Of the Sundance slate, 42 films, nearly a third, were documentaries, though directors of documentaries wore several hats, often shooting and/or editing their own work. In Corporation (shot digitally), a study of the rise of corporate power and influence, codirector Mark Achbar took charge of shooting while codirector/editor Jennifer Abbott constructed the massive amounts of footage. Morgan Spurlock directed Super Size Me (shot digitally), which focuses on a month-long fast-food binge. Director/cinematographer Kirsten Johnson teamed with director/producer Katy Chevigny and producer Dallas Brennan to bring the death-penalty examiner Deadline (also shot digitally) to the screen. Director/editor Nancy Yu worked with animation producer Kara Vallow to bring to life the words and paintings of Henry Darger in In the Realms of the Unreal (Sony HD Cam).

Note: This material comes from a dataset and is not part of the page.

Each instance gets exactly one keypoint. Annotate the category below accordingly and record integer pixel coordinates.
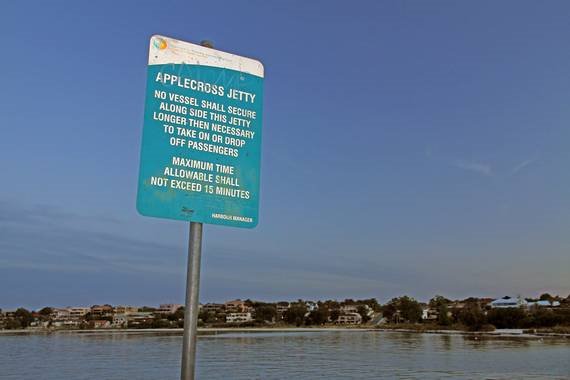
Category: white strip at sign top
(166, 50)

Filmmaker David Lebrun saw technology change during the 23 years it took to complete his animated documentary Proteus (shot on 35mm), in which mesmerizing animation brings to life the intricate skeletons of tiny undersea organisms called radiolarian. Starting his work before computers entered the animation craft, Lebrun photographed original art on an Oxberry optical printer or used transparencies he had photographed in East Germany in 1986. Thousands of pictures had to go through numerous photographic processes that took up to three hours per cel, a process that can now be done by computer in under three minutes.
Growing up in the shadow of its big brother, Slamdance needed to be tough to survive. Celebrating its 10th anniversary, the event showcased emerging talent. Among its films: the political satire Death and Texas, shot in 24p by DP Jon Kovel with the Panasonic AG-DVX 100 Mini DV. In MegaBowl director Kevin DiNovis used 16mm Kodak Vision 2 film stock and high-speed cameras, achieving slow motion and saturated colors that couldn’t be done using digital. Producer Stephen Israel comments, “People always ask where we stand on the ‘digital debate.’ In some cases digital makes more sense, in some cases film does.” Post was done on an Apple Power Book G-4 laptop with external Firewire drives. The scope of the film and the limited financial resources were daunting: 75 speaking roles, 40 sets and a $200,000 budget. DiNovis recognized the value of his crew in helping him make the film, “People always talk about this as a collaborative medium—the quality of this team and this film prove the point.”
Memron, a mockumentory about a fictional corporation and laid-off employees, is an unscripted comedy improvised by its ensemble cast. Nancy Hower served as writer, director, cinematographer, sound recordist and editor. She had no crew and relied on producing partners Evie Peck and Robert Hickey to fill in as needed. In order to move freely in the middle of the action, Hower rigged a Mini DV camera to her body, holding a boom in her free hand, “It’s like a dance between the actor and the camera and after a while, I became another actor in the room.”
Bill Plympton produced, directed and animated the feature-length 1950s gothic comedy, Hair High, a quirky, bawdy take on the underdog story where nerdy new kid at school, Spud, is persecuted by popular jock Rod and his girlfriend Cherry. Using traditional animation techniques combined with webcam technology, Plympton hand-drew all 30,000 cels, which were then hand-painted by a small team of artists.